Mme  Andelot fit en souriant un signe négatif.

« Vrai ! il est venu ! Un bon point à notre voisin. Il a agi en homme bien élevé, approuva Sidonie. Votre grand âge mérite ces égards, ma cousine ; et puis on reçoit ses enfants, on les gâte un peu ; il était tout naturel qu’il vous en remerciât. »

Mme  Andelot approuva d’une inclinaison de tête. Et c’est tout ce que sut Claire ce soir-là.

« Ah, c’est ainsi qu’on me traite ! Qu’elle compte sur moi pour faire sa correspondance, grand’mère ! Je n’écrirai rien du tout, et je ne desserrerai plus les dents. »

En sortant de table, la jeune fille remonta chez elle sous prétexte de migraine, et, le lendemain, sous le même prétexte, se fit apporter son déjeuner dans sa chambre.

On ne la vit pas paraître de toute la matinée.

Elle s’occupa, en ces heures moroses, à écrire à ses parents, se plaignant de tout et demandant qu’on la vint chercher sans retard. Puis, sa colère évaporée au long de ces quatre pages, ayant conscience que ses récriminations étaient injustifiées, et ne voulant point s’exposer à quitter Arlempdes sans avoir tiré au clair ce qu’on prétendait lui cacher, la jeune mauvaise tête alluma sa bougie et fit flamber sa lettre.

Si, au lieu d’employer son temps de cette déplorable façon, Clairette avait eu l’heureuse idée de rejoindre sa grand’mère entre neuf et dix heures, elle aurait vu un grand diable de laquais, en livrée marron à passe-poil orange, présenter, avec toutes les apparences du plus profond respect, une lettre de M. le baron de Kosen à la maîtresse de céans, et attendre, dans une attitude non moins respectueuse, la réponse qu’il devait reporter à son maître.

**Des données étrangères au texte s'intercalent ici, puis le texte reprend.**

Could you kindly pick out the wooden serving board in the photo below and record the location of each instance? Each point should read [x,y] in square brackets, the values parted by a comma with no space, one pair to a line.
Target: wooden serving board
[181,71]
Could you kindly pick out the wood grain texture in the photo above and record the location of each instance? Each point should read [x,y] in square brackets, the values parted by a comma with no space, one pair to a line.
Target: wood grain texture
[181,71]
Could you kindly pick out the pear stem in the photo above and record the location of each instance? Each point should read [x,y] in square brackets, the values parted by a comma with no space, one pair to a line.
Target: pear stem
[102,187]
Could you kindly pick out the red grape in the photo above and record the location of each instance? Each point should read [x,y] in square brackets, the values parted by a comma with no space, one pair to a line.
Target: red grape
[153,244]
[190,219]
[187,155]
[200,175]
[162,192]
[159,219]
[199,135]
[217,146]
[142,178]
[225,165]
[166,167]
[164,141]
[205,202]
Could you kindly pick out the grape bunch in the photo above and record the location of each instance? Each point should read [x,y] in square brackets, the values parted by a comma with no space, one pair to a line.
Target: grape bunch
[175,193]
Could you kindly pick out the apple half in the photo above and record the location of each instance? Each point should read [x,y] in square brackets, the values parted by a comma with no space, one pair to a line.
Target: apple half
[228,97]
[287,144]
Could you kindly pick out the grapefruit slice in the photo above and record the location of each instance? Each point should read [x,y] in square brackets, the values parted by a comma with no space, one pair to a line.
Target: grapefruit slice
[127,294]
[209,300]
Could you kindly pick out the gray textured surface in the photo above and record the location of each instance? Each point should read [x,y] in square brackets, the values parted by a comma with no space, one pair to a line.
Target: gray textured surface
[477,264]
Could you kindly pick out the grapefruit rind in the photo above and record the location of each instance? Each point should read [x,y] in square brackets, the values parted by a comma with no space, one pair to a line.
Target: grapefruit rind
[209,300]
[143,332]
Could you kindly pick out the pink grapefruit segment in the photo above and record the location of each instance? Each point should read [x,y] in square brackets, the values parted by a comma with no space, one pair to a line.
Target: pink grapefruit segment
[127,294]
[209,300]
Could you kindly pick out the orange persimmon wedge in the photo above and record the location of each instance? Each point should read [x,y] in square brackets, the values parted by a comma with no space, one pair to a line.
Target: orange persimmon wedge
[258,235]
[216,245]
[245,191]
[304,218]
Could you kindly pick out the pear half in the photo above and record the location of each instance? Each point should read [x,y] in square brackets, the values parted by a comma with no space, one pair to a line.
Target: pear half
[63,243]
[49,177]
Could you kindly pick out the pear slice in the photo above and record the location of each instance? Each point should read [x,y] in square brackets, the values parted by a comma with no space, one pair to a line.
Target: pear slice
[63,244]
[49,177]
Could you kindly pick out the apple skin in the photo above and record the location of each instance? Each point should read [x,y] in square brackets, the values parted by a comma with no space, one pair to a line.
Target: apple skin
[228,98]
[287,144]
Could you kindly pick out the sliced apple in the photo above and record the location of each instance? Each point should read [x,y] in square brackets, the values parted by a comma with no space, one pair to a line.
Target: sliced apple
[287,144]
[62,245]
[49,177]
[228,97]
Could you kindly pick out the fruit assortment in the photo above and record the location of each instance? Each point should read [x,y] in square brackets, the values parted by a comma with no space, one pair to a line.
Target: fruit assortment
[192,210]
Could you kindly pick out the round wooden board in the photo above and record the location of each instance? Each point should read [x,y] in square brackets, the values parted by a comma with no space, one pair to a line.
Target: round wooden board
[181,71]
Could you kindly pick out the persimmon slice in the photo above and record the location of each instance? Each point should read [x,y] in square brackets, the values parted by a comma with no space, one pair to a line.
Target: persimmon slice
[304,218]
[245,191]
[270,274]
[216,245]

Elle aurait entendu grand’mère prononcer, après avoir lu le billet de son petit-fils :

« Dites à M. le baron que je l’attends. »

Peu après, Hervé accourait, passant cette fois par le grand chemin.

Mme  Andelot avait recommandé qu’on la laissât seule avec son visiteur. Rogatienne et Sidonie s’étaient donc retirées chez elles, et Modeste avait été consignée à sa cuisine.

Pour Claire, nul ne l’ayant encore aperçue et sa porte ayant résisté, lorsque cette bonne Pétiôto était montée prendre de ses nouvelles, on avait négligé de lui communiquer la consigne. Ce qui fait que, vingt minutes avant l’heure du repas, sa réclusion commençant de lui peser, elle prit le chemin de la salle dans l’intention de pianoter un peu.

Mais la surprise la cloua sur le seuil… Assis sur une chaise basse, tout auprès de grand’mère, le baron de Kosen disait, en couvrant de baisers les mains de la vieille dame :

« À bientôt. Nous viendrons tous. Mais j’avais besoin auparavant de passer une heure avec toi, rien que nous deux. »

Ayant conscience de son indiscrétion, Claire s’enfuit. Ses oreilles bourdonnaient…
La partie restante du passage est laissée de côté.